“All happy families are alike; each unhappy family is unhappy in its own way.” The Anna Karenina Principle, as it has become known from the first line of Leo Tolstoy’s seminal 19th-century novel, is as applicable to ITAM programs today as it is to families. Adapted from Aristotle’s Nicomachean Ethics written 23 centuries earlier, this principle holds that successful endeavors succeed because they lack deficiencies in key areas. In Aristotelian terms,
“It is possible to fail in many ways…while to succeed is possible only in one way…to miss the mark easy, to hit it difficult…For [ITAM programs] are good in but one way, but bad in many.”
So, what are the key areas in which ITAM programs must not be deficient in order to be successful? Or rather, what are the primary reasons why ITAM programs fail? In working with hundreds of organizations big & small, public & private, across the gamut of industries and the globe for over a decade, I have found that in ALL CASES, ITAM programs that fail are deficient in at least 1 of the following ways:
1) Inadequate Governance
Let me say this in no uncertain terms: the ITAM program director that neglects the hard work of gaining and maintaining necessary support from leadership will ultimately fail. Period. The term “governance” can come to take on very different meanings within various organizations, so let’s define it here relative to ITAM.
ITAM program governance is all of the sponsorship and informed decision-making, action, & accountability from executive stakeholders necessary for a chartered ITAM program to accomplish its stated and approved objectives.
When ITAM programs undertake a grassroots-only effort without such governance, inevitable roadblocks surface that inhibit progress and require proper escalation to and action from program sponsors.
Consider the amount of coordination and cooperation that is necessary to remediate server infrastructure, drive accountability to application owners, enforce policy compliance, re-engineer processes, address process leakage, etc. Without the right support from the right level of leadership, the ITAM program’s ability to affect change and accomplish tangible results is greatly diminished. This lack of governance shortens the ITAM program’s effective life. Similarly, leaders that fail to play an active role in governing the ITAM program they sponsor will never have the consistent, productive results they seek. We can sum up this failure like this:
ITAM programs can only affect lasting, positive change to the degree those changes are effectively sponsored by informed leaders.
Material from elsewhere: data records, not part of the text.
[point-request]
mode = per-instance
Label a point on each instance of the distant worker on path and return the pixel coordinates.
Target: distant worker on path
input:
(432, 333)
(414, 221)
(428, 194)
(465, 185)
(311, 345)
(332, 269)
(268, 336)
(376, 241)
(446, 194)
In trying to help organizations put the necessary structure, communication, and habits in place that enable good ITAM program governance, I’ve been told a lot of things from naysayers—”we don’t do that here”, or “governance is a dirty word at our company”, or “we don’t need this right now, we just need to get going with a tool”…and on, and on. Thankfully, after some reasoned discussion, most practitioners come to see early on, the necessity of good governance to their long-term success. However, acknowledging the need for good governance is very different from actually accomplishing and operating within good governance. The latter takes real and consistent effort from a competent program director that can effectively communicate and “manage up” with their executive leadership.
Establishing effective program governance can be significantly complicated when dealing with executive sponsors that lack the ability or motivation to govern well, which are usually symptoms of broader systemic issues with organizational dysfunction. Whatever the reason, most ITAM programs struggle in this area of governance at one point or another, which, if misgoverned long enough, will eventually result in a program becoming severely under-funded, and dying a slow and painful death.
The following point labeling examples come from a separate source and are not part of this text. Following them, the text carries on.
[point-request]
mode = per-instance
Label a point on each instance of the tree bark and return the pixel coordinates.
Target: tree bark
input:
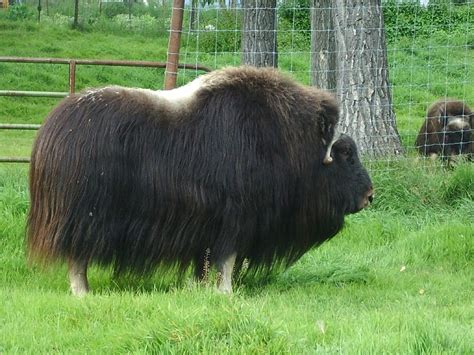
(361, 70)
(259, 36)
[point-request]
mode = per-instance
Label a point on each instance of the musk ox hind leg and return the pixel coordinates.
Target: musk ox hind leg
(78, 277)
(225, 267)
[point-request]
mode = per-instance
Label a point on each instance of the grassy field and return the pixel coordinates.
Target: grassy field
(397, 279)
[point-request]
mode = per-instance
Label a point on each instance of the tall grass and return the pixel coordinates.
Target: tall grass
(397, 279)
2) Unclear or Unrealistic Goals and Objectives
A particularly painful software compliance audit is commonly what gives impetus to forming an ITAM program. It’s an all-too-familiar scenario: an executive who was made to feel much of that pain (i.e., the audit settlement came out of their budget), throws up their hands in frustration that they don’t have the data they need, taps a capable manager, and gives them budget and a directive to put a tool in place by a certain date, and a charge to prove that the tool is saving them money.
This scenario, however, is problematic as it typically misaligns the program right from the start. For example, the problem of managing IT assets is framed by leadership as a data issue, with the “solution” being thought of as simply implementing a tool. What’s more, the knee-jerk reaction to the painful audit, combined with the chronic myopia of budget cycles, often puts the tool implementation project on an overly-aggressive timeline. And to make matters worse, our unsuspecting manager, as capable they may be, typically lacks knowledge and experience with the intricacies of software licensing and has little idea of just how unrealistic the task is that they’ve been handed.
I’ve probably seen it a hundred different times. Without time or budget to properly gather and rationalize requirements, the program rushes blindly down a tooling RFP spiral with the manager’s head buried in sandy denial, insisting to their executive they are making good progress towards an unrealistic goal. Fast forward 2-3 years, however, and the manager is burnt out, having spent their reputation (and millions of dollars) on a tool that produces data many stakeholders find unreliable, with the auditors finding essentially the same compliance issues, despite the rash of costly activity.